The association with Vodka is an indispensable part of Russian life and a visit to the Vodka Museum in Moscow is as much a window on Russians, life in Rodina as it is to learn about the history of the drink, its introduction and the varying production techniques over the centuries.
In recent history there was even a period when vodka became a national currency, used to pay for all sorts of small services, and was preferable to cash. During the financial crisis in the 1920’s vodka labels replaced cash in Siberia! Vodka plays a significant role in Russian language and folklore and is an important component of Russian life, national identity and culture.
Visitors to the Vodka Museum have a unique opportunity to see that the historic process of wine distillation (the original name for vodka production). An original distillery is on display, with a Russian monk in attendance!
Exhibits and portraits from the time of Peter the Great are on display and many other illustrative materials helping visitors understand all aspects of Peter the Great’s era. The museum staff satisfy the curiosity of all those interested in the personal alcoholic preferences of Russian emperors. They will tell what was poured into the famous “Cup of the Big Eagle”, what Peter the Great’s grandson, the “chance visitor of the Russian throne”, Peter the Third drank on each of the 186 days of his reign, as well as what drinks and foods “the Russian Hamlet”, Emperor Paul the First preferred…

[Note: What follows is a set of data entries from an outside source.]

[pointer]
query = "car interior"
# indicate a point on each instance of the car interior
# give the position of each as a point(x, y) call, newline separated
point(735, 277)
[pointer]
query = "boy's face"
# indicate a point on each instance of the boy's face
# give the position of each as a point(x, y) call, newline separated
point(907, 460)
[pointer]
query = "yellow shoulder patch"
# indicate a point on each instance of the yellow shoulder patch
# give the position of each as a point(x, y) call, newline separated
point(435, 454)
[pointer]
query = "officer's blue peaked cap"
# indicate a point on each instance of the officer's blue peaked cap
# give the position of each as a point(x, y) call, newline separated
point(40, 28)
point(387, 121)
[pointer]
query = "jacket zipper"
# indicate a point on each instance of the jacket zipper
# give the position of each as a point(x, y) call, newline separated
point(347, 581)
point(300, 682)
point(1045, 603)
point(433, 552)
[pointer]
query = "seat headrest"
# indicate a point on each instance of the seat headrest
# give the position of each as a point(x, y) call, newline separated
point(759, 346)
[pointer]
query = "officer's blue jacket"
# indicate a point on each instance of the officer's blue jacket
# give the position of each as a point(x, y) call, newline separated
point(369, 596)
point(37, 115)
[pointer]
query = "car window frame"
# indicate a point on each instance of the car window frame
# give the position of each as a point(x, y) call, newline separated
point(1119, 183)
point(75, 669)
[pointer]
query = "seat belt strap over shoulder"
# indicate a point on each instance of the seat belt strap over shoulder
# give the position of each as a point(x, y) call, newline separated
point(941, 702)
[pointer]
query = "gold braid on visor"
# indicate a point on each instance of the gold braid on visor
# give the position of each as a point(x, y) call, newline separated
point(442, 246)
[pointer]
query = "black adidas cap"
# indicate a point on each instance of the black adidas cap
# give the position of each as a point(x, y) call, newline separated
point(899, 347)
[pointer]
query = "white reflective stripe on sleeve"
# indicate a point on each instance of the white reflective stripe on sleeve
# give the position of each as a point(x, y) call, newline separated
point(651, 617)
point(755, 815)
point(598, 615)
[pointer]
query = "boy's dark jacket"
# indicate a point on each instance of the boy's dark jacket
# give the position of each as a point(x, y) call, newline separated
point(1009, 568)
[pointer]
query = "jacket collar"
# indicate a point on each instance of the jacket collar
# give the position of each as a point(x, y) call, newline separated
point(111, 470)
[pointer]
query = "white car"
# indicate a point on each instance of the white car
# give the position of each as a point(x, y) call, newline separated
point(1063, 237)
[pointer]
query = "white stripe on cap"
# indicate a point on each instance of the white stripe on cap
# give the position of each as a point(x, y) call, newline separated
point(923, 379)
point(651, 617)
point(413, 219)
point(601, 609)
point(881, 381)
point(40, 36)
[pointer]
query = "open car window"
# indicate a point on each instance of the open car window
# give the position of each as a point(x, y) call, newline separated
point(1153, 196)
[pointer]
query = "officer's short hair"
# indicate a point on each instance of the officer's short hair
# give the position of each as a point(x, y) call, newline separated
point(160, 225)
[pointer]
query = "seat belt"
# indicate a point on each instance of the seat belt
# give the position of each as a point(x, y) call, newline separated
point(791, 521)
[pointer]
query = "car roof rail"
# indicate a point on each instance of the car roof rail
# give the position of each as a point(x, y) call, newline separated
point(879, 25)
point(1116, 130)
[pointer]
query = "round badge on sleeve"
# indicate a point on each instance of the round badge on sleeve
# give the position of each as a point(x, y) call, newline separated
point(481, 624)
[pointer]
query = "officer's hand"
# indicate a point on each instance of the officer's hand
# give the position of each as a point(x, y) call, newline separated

Visitors can see vodka bottles of different sizes, from shkalik (or kosushka) to shtof and quarter-sized. The pride of the Museum is the bottle produced at the Kronshtadt table wine distillery in 1862. The guides explain what ‘chekushka’ is, how big the traditional Russian cup (charka or cheporuha) is, how drinking houses, or kabaks, are different from ‘tractirs’ that appeared in Russia in the 1880’s, and what vodkas were popular amongst different social groups.
The choices was expansive: ‘Smirnovskaya’, ‘Petrovskaya’, ‘Popovka’ (produced at the distillery of widow Popova) and ‘Pshenichnaya’ (wheat), ‘Russkoe Dobro’ (Russian goods) and ‘Dvoinaya Gor’kaya’ (double bitter).
This list could go on almost forever. There were more than 5000 Russian distilleries located in Kazan, Moscow, Nizhny Novgorod and St Petersburg at the beginning of the 20th century.
A part of the collection is devoted to the Great Patriotic War and particularly the introduction of a daily ration of vodka for front line combat soldiers, traditionally called the “Commissar’s 100 Grams”. The recently discovered archived document that stipulated the ration signed by Stalin.
Following the story of vodka from the early centuries, the Museum brings its visitors to contemporary Russia, at the beginning of the 21st century, and tells about the current state of production and consumption of the drink.